Not much action pre-2001: https://web.archive.org/web/2020*/http://www.tamaleking.com/...

But can only get to '96


OK, we can take 'early' out of the title above.


"90 day limited warranty guaranteed to be free from defects in material and workmanship."

Is such a short warranty common in the states?


In my experience, 90 days is very common in B2B. Though I wouldn't be surprised to learn that it varies by industry.


Retail warranty is usually 1 year, but this is B2B.


archive.org's first snapshot is from June 2001: https://web.archive.org/web/20010607155325/http://www.tamale... The public wayback machine started in 2001, however, they started archiving in 1996: https://en.wikipedia.org/wiki/Wayback_Machine


This part's the best, full page ad chockfull of humor http://www.tamaleking.com/page8.html


the icing is the aol email!


I literally cheered when I saw that.


Is this actually an ecommerce site? I can't see a way to buy.
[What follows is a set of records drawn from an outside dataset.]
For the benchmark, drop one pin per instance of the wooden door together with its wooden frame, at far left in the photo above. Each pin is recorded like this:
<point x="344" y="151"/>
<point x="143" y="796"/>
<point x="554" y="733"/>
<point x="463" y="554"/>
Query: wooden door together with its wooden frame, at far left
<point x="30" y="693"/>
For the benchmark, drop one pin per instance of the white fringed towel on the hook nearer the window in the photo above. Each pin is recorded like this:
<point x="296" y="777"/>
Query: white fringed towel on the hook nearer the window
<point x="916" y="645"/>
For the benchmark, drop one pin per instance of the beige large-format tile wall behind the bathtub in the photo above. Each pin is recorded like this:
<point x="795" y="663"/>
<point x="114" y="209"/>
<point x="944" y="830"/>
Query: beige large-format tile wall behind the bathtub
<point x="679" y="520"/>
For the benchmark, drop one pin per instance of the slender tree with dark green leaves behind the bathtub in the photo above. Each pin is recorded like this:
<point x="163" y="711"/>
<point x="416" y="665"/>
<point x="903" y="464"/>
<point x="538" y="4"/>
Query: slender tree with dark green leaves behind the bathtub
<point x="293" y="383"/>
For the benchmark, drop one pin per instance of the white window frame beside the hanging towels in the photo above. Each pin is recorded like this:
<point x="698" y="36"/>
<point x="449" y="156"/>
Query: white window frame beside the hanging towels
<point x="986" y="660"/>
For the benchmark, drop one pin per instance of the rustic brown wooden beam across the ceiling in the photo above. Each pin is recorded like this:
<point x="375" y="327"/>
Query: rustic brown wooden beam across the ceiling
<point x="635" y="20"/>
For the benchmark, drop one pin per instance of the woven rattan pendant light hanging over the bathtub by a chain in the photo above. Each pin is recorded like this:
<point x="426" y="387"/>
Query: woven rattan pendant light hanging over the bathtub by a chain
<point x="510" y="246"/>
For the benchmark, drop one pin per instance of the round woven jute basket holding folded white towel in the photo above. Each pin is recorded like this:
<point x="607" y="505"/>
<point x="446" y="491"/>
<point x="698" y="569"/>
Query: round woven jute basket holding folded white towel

There's a phone number right on the front page.


I'm Mexican, and I know that there are different kinds of Tamales, that said, that machine does not make sense to me, I have never seen tamales like those.


You haven’t seen tamales like those? The cross section looks like 90% of tamales I’ve seen across Mexico. A quick production machine sounds like what the tamal market needs since it’s relatively labor intensive for such a simple food on the go that ends up getting prices at pennies anyways.


I used to much thicker ones - is that what you have in mind?


The pages are conveniently numbered so I can make sure to go through them in order which is nice.

I wonder what the creator of the HTML is up to these days - Robert Moseley.


1) It looks totally fine on mobile.

2) I want to hug that VCR gif like a long-lost friend.

3) I really want a tamale from this food truck looking gizmo.


They ought to sell t-shirts, I’d buy one.


a t-shirt about the product they sell or the nuclear bombproof ecommerce infrastructure they created on a Pentium 1?


I would totally love to be able to buy those spices and seasonings, even at prices adjusted for inflation.


Lightning fast. Does the job.


Way cool, with javascript! Ad_status.js, remote.js, and cast_sender.js!


I can see now how Amazon became a thing.


Today you, tomorrow me.


Obligatory: The official site for the 1996 film Space Jam is still up:

https://www.spacejam.com/


Dead at the moment. Tamale King 1, space ballers 0.